The increasing popularity of Bitcoin among institutional investors is also likely to boost the price of Bitcoin, making it an even more attractive asset for corporate holders like Strategy.
However, Strategy’s ability to continue expanding its Bitcoin holdings will depend on market conditions and regulatory developments.
For instance, while Bitcoin is gaining mainstream acceptance, regulators in different countries are still figuring out how to deal with cryptocurrencies. Any changes in regulatory frameworks could impact Bitcoin’s market dynamics and Strategy’s operations.

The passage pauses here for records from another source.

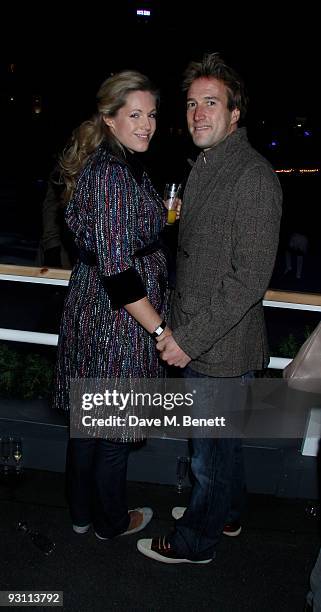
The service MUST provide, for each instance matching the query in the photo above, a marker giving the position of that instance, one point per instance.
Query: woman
(117, 300)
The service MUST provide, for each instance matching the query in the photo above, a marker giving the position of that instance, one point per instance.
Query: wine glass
(16, 452)
(5, 453)
(171, 195)
(181, 472)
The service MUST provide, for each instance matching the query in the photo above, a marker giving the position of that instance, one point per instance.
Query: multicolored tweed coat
(111, 215)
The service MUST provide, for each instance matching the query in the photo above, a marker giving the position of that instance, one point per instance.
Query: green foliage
(24, 375)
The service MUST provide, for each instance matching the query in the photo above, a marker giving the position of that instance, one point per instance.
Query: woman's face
(135, 123)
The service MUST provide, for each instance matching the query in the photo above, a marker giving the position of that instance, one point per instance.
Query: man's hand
(172, 353)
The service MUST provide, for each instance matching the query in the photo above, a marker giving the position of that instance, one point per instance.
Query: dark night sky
(276, 54)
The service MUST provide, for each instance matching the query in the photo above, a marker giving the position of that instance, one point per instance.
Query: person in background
(227, 244)
(56, 249)
(118, 292)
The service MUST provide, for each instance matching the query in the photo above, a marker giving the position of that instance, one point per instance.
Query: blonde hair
(111, 96)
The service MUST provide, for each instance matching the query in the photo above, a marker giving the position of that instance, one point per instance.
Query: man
(227, 245)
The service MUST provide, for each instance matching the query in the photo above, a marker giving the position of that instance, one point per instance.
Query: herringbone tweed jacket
(228, 239)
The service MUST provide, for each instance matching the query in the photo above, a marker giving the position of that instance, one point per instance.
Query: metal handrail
(50, 276)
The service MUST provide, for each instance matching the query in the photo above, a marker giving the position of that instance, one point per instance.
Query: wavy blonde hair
(112, 95)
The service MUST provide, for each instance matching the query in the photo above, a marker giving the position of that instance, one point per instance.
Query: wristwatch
(159, 329)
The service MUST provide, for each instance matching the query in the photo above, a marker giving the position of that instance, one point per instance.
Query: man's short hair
(213, 65)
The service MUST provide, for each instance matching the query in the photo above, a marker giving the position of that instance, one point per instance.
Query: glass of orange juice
(171, 195)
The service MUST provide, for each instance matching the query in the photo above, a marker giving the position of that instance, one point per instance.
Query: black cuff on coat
(124, 288)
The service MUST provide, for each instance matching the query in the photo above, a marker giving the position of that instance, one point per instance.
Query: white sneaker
(177, 512)
(81, 528)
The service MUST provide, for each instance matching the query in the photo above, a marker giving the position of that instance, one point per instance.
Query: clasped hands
(170, 351)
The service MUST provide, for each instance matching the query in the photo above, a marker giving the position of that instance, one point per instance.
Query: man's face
(208, 118)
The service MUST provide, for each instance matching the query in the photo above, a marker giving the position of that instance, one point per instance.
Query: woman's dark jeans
(218, 489)
(96, 484)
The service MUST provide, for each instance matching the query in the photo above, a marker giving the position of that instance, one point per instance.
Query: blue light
(144, 12)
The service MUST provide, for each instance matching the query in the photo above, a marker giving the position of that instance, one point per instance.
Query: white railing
(26, 274)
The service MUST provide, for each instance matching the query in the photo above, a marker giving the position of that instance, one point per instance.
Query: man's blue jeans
(218, 489)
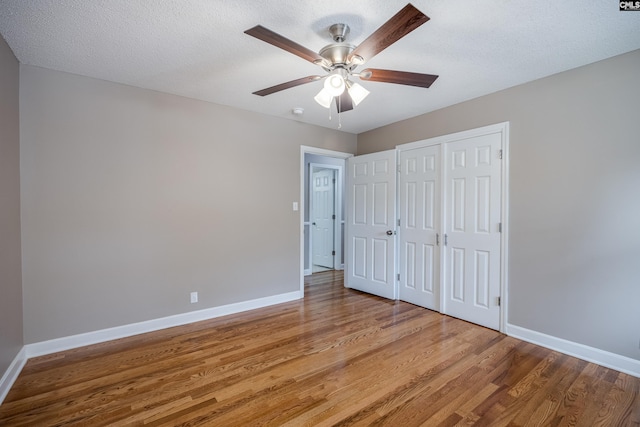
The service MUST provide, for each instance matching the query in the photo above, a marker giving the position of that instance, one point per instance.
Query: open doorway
(322, 216)
(325, 244)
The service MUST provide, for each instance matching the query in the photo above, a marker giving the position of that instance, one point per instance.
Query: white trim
(458, 136)
(80, 340)
(590, 354)
(11, 374)
(304, 149)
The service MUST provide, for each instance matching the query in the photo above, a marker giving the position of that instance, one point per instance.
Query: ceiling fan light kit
(340, 60)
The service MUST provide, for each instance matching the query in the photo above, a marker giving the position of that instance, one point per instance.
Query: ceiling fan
(341, 59)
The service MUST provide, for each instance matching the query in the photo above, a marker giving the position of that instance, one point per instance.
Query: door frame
(322, 152)
(503, 130)
(337, 209)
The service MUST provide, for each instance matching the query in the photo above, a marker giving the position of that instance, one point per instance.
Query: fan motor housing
(337, 53)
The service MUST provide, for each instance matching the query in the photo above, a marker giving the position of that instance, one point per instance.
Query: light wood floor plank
(338, 357)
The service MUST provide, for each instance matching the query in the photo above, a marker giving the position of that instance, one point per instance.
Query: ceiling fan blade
(277, 40)
(287, 85)
(344, 102)
(398, 77)
(401, 24)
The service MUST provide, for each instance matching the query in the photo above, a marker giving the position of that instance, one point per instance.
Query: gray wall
(131, 199)
(10, 268)
(574, 260)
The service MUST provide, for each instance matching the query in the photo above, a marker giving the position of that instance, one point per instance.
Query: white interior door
(420, 206)
(323, 217)
(472, 229)
(370, 225)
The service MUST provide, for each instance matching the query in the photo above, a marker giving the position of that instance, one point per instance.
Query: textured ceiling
(197, 48)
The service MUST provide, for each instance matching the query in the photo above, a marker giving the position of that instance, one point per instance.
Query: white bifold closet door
(449, 242)
(420, 223)
(472, 229)
(371, 218)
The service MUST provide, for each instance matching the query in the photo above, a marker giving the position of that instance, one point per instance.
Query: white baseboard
(590, 354)
(11, 374)
(95, 337)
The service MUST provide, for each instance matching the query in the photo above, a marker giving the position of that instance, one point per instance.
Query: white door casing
(419, 234)
(371, 216)
(472, 260)
(323, 217)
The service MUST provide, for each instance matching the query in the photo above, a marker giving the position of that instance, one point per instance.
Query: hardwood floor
(338, 357)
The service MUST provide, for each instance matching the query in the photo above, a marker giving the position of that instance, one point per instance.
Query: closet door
(420, 206)
(371, 223)
(472, 229)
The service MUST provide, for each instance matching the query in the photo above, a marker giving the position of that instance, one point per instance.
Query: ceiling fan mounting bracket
(337, 54)
(339, 32)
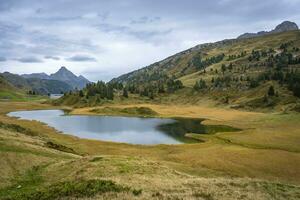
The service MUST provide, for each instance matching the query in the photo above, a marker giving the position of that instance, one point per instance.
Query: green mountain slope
(237, 72)
(8, 91)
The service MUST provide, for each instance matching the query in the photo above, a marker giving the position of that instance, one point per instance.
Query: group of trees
(202, 64)
(199, 85)
(233, 57)
(99, 89)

Moreover, the firm’s ongoing fundraising efforts will be crucial for its future growth. As of 23 March, the company still had significant amounts of capital available for future stock and preferred share sales.
These funds will help it finance additional Bitcoin acquisitions and further cement its position as a key player in the Bitcoin market.

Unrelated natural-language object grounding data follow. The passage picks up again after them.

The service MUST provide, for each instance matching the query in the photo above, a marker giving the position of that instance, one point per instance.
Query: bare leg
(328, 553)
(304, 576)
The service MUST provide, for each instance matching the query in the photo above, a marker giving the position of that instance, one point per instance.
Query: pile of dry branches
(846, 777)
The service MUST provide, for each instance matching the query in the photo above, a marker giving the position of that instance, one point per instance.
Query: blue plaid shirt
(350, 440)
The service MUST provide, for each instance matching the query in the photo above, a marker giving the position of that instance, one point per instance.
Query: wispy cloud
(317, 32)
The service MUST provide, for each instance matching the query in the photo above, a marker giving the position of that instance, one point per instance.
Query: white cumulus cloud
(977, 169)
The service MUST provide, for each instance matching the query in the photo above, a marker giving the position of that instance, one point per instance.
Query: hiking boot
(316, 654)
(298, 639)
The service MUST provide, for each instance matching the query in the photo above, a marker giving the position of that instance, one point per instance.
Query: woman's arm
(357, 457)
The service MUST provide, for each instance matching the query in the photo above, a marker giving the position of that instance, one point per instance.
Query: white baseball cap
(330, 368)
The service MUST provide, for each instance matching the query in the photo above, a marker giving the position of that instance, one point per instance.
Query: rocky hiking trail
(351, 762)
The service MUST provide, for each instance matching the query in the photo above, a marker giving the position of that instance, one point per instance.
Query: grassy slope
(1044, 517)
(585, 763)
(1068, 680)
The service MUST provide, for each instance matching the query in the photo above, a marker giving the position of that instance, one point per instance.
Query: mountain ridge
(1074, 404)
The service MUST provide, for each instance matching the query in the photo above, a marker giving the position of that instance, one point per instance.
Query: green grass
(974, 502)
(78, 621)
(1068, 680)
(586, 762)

In conclusion, Strategy’s aggressive approach to acquiring Bitcoin has made it the largest corporate holder of the digital asset, surpassing 500,000 $BTC.
With a total investment of approximately $33.7 billion, Strategy continues to build its position as a dominant force in the Bitcoin market.
The company’s use of stock and preferred share offerings to fund these acquisitions sets it apart from traditional businesses, signaling a shift in how corporations view digital assets like Bitcoin.
While market volatility and regulatory uncertainties remain risks, Strategy’s focus on Bitcoin as a store of value and its growing institutional backing place it in a strong position to continue its Bitcoin acquisition strategy in the coming years.
As Bitcoin remains a key hedge against inflation and macroeconomic uncertainty, Strategy’s dominance in the corporate Bitcoin space is expected to solidify further, marking a new era in how businesses approach capital allocation and digital asset management.